Client: Publishing Cursor Position
editor.on("selection-change", (range) => {
if (!range) return;
// client- prefix enables direct client-to-client events
channel.trigger("client-cursor", {
index: range.index,
length: range.length,
});
});
Client: Rendering Remote Cursors
const remoteCursors = {}; // memberId -> cursor DOM element
channel.bind("client-cursor", (data, metadata) => {
const memberId = metadata.user_id;
const member = channel.members.get(memberId);
if (!remoteCursors[memberId]) {
remoteCursors[memberId] = createCursorElement(member.info.color, member.info.name);
}
positionCursor(remoteCursors[memberId], editor, data.index);
});
function positionCursor(cursorEl, editor, index) {
const bounds = editor.getBounds(index);
cursorEl.style.top = `${bounds.top}px`;
cursorEl.style.left = `${bounds.left}px`;
}
Each member gets a colored cursor flag positioned using the editor's own coordinate system. When a member leaves (apinator:member_removed), you remove their cursor element immediately.
Awareness vs. Persistence
It helps to be explicit about the boundary between these two concerns:
| Concern | Mechanism | Storage |
|---|---|---|
| Who is online | Presence channel membership | Ephemeral (Apinator) |
| Where their cursor is | Client events (client-cursor) |
Ephemeral (Apinator) |
| Document content | REST API + database | Persistent (PostgreSQL, etc.) |
| Change history | Delta log in database | Persistent |
WebSockets are delivery infrastructure — fast, stateless, and volatile. When a user's connection drops and they reconnect, the presence channel tells you who is back, but the document content comes from the database. Your client should fetch the latest document snapshot on mount and on reconnect, then attach to the live channel for subsequent updates.
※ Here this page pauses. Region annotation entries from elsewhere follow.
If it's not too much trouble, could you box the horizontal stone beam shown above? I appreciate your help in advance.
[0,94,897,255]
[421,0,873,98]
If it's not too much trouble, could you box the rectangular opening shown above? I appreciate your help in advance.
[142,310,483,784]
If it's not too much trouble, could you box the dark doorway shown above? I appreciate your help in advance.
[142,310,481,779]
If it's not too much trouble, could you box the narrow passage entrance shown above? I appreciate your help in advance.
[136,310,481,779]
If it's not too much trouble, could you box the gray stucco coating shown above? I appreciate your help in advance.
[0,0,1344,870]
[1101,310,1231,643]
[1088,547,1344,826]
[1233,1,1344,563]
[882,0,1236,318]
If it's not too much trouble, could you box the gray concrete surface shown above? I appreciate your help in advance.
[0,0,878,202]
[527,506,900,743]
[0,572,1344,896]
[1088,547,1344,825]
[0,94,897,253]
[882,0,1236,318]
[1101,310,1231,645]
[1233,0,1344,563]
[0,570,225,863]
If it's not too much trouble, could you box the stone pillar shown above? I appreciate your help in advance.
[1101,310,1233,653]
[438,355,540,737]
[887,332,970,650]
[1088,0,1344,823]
A minimal reconnection flow looks like this:
client.connection.bind("connected", async () => {
const { content, version } = await fetch(`/api/documents/${docId}`).then((r) => r.json());
editor.setContents(content, "api");
currentVersion = version;
// Now safe to subscribe — we have the current state
subscribeToChannel(docId);
});
Keeping It Simple
Production collaborative editors add more on top of this: version vectors to detect and reject out-of-order operations, undo stacks that are aware of remote edits, and offline queuing for clients that temporarily lose connectivity. But for a large class of applications — internal tools, shared notes, lightweight wikis — the architecture above is sufficient and far simpler to reason about.
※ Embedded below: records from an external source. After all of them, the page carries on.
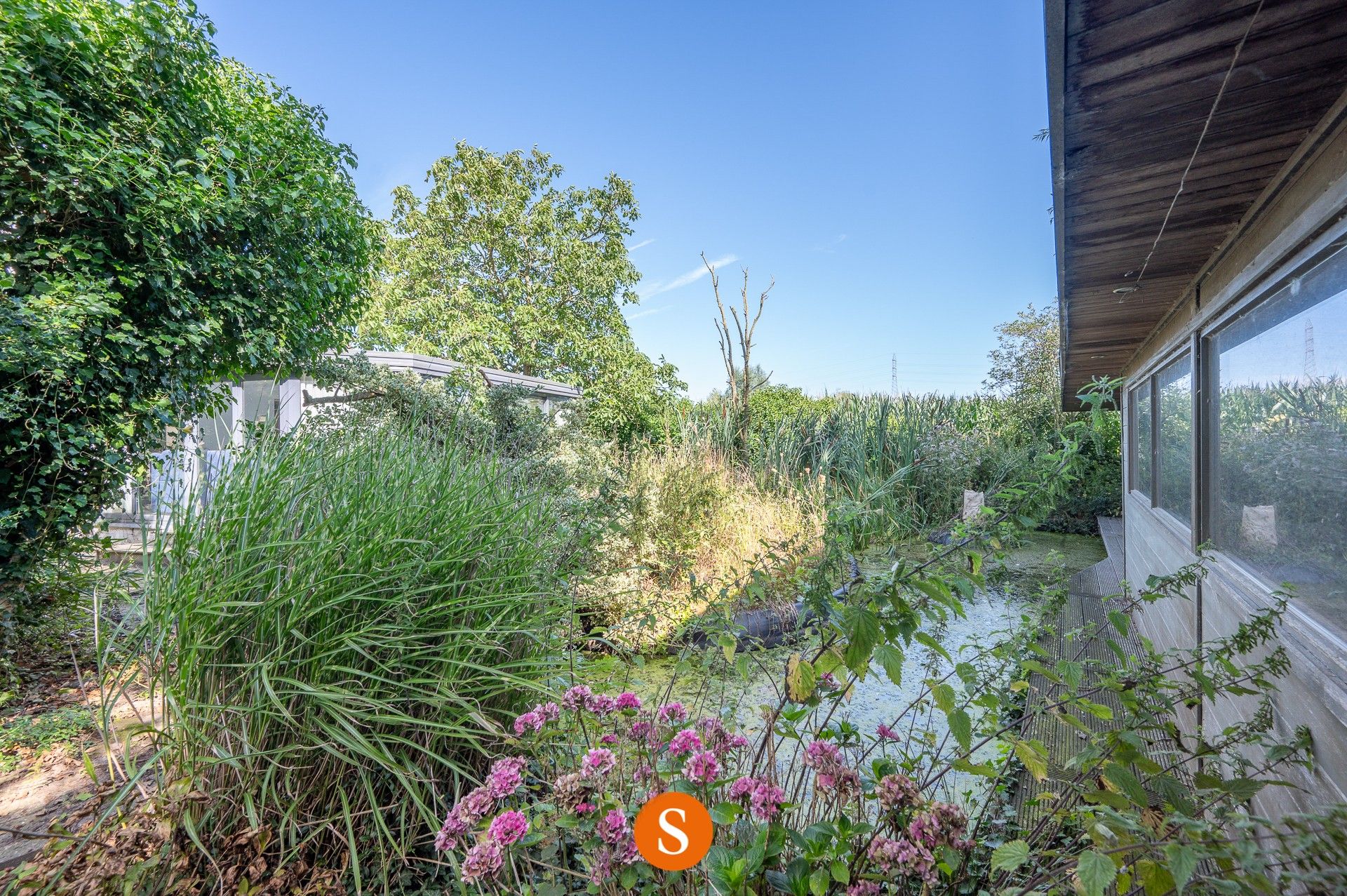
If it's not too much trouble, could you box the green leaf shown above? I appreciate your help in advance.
[991,839,1029,871]
[1165,843,1198,896]
[1103,761,1151,808]
[912,632,953,663]
[1076,849,1118,896]
[1014,741,1048,782]
[785,653,817,703]
[947,709,972,752]
[931,682,958,713]
[874,644,906,687]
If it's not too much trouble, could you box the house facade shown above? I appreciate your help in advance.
[102,352,581,530]
[1045,0,1347,815]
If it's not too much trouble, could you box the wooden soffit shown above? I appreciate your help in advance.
[1045,0,1347,408]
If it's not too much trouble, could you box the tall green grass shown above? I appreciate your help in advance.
[681,395,1050,547]
[110,424,567,885]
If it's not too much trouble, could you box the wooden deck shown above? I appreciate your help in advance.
[1014,517,1173,839]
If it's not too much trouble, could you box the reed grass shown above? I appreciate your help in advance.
[109,423,568,885]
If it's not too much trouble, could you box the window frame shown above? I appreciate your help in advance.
[1148,340,1203,528]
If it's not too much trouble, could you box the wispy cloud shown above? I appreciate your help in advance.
[814,233,847,253]
[641,255,739,299]
[626,305,674,321]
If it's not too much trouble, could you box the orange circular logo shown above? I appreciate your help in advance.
[631,791,716,871]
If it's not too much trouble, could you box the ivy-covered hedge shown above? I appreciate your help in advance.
[0,0,377,625]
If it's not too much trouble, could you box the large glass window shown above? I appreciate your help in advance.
[1132,380,1152,497]
[1155,353,1192,523]
[1211,241,1347,622]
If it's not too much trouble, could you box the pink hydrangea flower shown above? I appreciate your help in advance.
[584,694,617,718]
[730,775,757,801]
[435,807,467,853]
[617,691,641,711]
[486,808,528,846]
[483,756,528,797]
[631,718,656,747]
[581,747,617,777]
[683,751,721,784]
[878,775,921,808]
[460,839,501,884]
[908,803,968,850]
[749,782,785,822]
[596,808,629,846]
[655,702,687,725]
[669,728,702,756]
[514,710,543,735]
[866,837,934,883]
[454,787,496,824]
[562,685,594,711]
[815,767,861,798]
[804,741,842,772]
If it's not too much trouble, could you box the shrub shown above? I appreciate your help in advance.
[106,422,564,881]
[0,0,377,615]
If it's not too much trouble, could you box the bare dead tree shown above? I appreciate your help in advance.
[702,252,776,458]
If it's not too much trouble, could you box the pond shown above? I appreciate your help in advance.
[582,533,1106,798]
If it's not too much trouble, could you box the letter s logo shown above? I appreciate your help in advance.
[656,805,688,855]
[631,791,716,871]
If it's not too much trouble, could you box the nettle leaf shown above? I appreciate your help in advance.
[1014,741,1048,782]
[912,632,953,663]
[845,606,880,676]
[1165,843,1198,896]
[874,644,906,687]
[1076,849,1118,896]
[931,682,958,714]
[991,839,1029,871]
[785,653,817,703]
[1103,761,1151,808]
[946,709,972,751]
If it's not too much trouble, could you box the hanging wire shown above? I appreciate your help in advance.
[1133,0,1264,290]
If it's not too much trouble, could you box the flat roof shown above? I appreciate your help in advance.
[342,350,582,399]
[1044,0,1347,410]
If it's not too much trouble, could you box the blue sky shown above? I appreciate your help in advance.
[199,0,1056,397]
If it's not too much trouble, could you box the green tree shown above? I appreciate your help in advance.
[984,303,1066,435]
[358,143,683,436]
[0,0,377,624]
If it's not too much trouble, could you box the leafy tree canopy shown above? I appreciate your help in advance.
[984,303,1064,434]
[358,143,683,436]
[0,0,377,610]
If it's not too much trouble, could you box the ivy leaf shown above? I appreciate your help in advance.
[1076,849,1118,896]
[991,839,1029,871]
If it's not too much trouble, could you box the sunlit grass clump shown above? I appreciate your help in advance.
[110,424,563,874]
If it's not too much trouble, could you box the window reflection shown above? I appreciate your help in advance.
[1155,354,1192,524]
[1212,241,1347,620]
[1132,380,1151,497]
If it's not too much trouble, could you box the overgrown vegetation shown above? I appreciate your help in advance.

The key insight is to let each layer do what it does best: your database owns the truth, your WebSocket layer owns the moment. Apinator handles the WebSocket infrastructure so you can focus on the editing logic rather than connection management, authentication, and scaling.
Start with a presence channel, broadcast deltas, render cursors, and reach for a full OT or CRDT library only when you genuinely need it.